>From ok@quintus Wed Jul 27 03:16:56 1988
Relay-Version: version Notes 2.8  87/9/11; site otter.hple.hp.com
From: ok@quintus
Date: Wed, 27 Jul 1988 02:16:56 GMT
Date-Received: Wed, 27 Jul 1988 18:23:05 GMT
Subject: Grammar rule translator.
Message-ID: <196@quintus.UUCP>
Organization: Quintus Computer Systems, Inc.
Path: otter!hplabs!sri-unix!quintus!ok
Newsgroups: comp.lang.prolog
Sender: news@quintus.UUCP
Reply-To: ok@quintus ()
Lines: 273

In his recent posting about the Oxford Prolog Library, Jocelyn Paine
said that one of the components was a grammar rule translator.  The
description says 'The translator is essentially the same as that
published in "Programming in Prolog", by Clocksin & Mellish'.

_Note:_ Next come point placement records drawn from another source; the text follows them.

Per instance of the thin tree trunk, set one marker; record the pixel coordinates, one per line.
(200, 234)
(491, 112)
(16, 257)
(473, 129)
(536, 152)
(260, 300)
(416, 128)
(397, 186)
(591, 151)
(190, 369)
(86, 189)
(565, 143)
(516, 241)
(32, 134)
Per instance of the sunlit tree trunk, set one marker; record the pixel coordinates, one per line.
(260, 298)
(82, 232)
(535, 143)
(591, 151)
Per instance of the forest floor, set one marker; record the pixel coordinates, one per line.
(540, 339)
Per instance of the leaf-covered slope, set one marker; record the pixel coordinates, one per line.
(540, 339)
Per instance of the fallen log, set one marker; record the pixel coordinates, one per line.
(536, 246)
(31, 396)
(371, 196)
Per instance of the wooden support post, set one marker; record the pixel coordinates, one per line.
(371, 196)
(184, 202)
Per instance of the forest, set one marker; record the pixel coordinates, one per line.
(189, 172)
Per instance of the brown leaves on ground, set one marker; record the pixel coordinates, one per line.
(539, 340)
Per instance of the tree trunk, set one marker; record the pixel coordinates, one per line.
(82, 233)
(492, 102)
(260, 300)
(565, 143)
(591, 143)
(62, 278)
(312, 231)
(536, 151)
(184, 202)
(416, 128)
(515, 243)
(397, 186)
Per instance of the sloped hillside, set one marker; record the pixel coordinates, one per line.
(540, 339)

The grammar rule translator which appeared in the 1st and 2nd editions
of Clocksin & Mellish had the following flaws:

-- there was a variable name spelling mistake in one of the clauses,
   which broke the translation of rules with pushback
   (fixed in the 3rd edition, I think);

-- the translator did not expand (If->Then;Else)s
   (still not handled in the 3rd edition);

-- the translator did not use the 'C'/3 expansion, but tried to do
   the terminal matching in the translator, which meant that code with
   cuts and ``meta-logical'' operations did not work as expected
   (still a problem in the 3rd edition);

-- the translator does nothing useful with variables appearing as
   non-terminals (in the 3rd edition it goes into a loop);

-- the definition of phrase/2 is wrong--it only accepts nonterminals
   but should accept grammar rule bodies (i.e. phrase((p,q), S) will
   call ','(p,q,S,[]) when it should call (p(S,S1),q(S1,[])))
   (still the case in the 3rd edition).

This is reasonable because Clocksin & Mellish do not purport to provide
a specification of the Prolog language, only instruction in how to use
it.  Their grammar rule translator is presented only as the answer to
an exercise.

The lack of a reliable specification means that some vendors have left
grammar rules out entirely, and others have botched the job.  Others
have added "features".  For example, ALS decided to make calls to certain
built-in predicates are quietly translated as themselves.  The trouble
with this is that this is done _quietly_ (so you never know when it has
happened without looking at the code in the data base) and that there is
no apparent pattern to the choice of which builtins are left alone and
which are changed (so that you, or at any rate I, can never recall which
are which). In the absence of an agreed standard, however, nobody can say
that this was wrong.

There is a group of people who purport to be developing a Prolog
standard at the taxpayer's expense.  You would expect that group to
have addressed the grammar rule translation issue, ideally by
distributing a draft specification in the form of usable Prolog code.
The BSI Prolog substandard committee, however, in their great wisdom,
have preferred to do other things.

There's only one thing to do, then, and that's to publish source code.
The code which follows in this message was rewritten from scratch for
this purpose.  The purpose of this code is to serve as a workable
specification of
    phrase/3
    phrase/2
    'C'/3
and the translation from Lhs-->Rhs to Head:-Body form.  Error checking
and reporting has quite deliberately been left out, and a couple of cases
have been over-generalised to accomodate this.  I have supplied the
dcg rule translation as a separate predicate 'dcg rule'/2 to decouple
the question of what DCG rules are translated to from the question of
how DCG rule translation is integrated into the rest of a Prolog system;
I am not proposing that 'dcg rule'/2 should be directly available under
that name.   phrase/[2,3] and 'C'/3 _should_ be directly available.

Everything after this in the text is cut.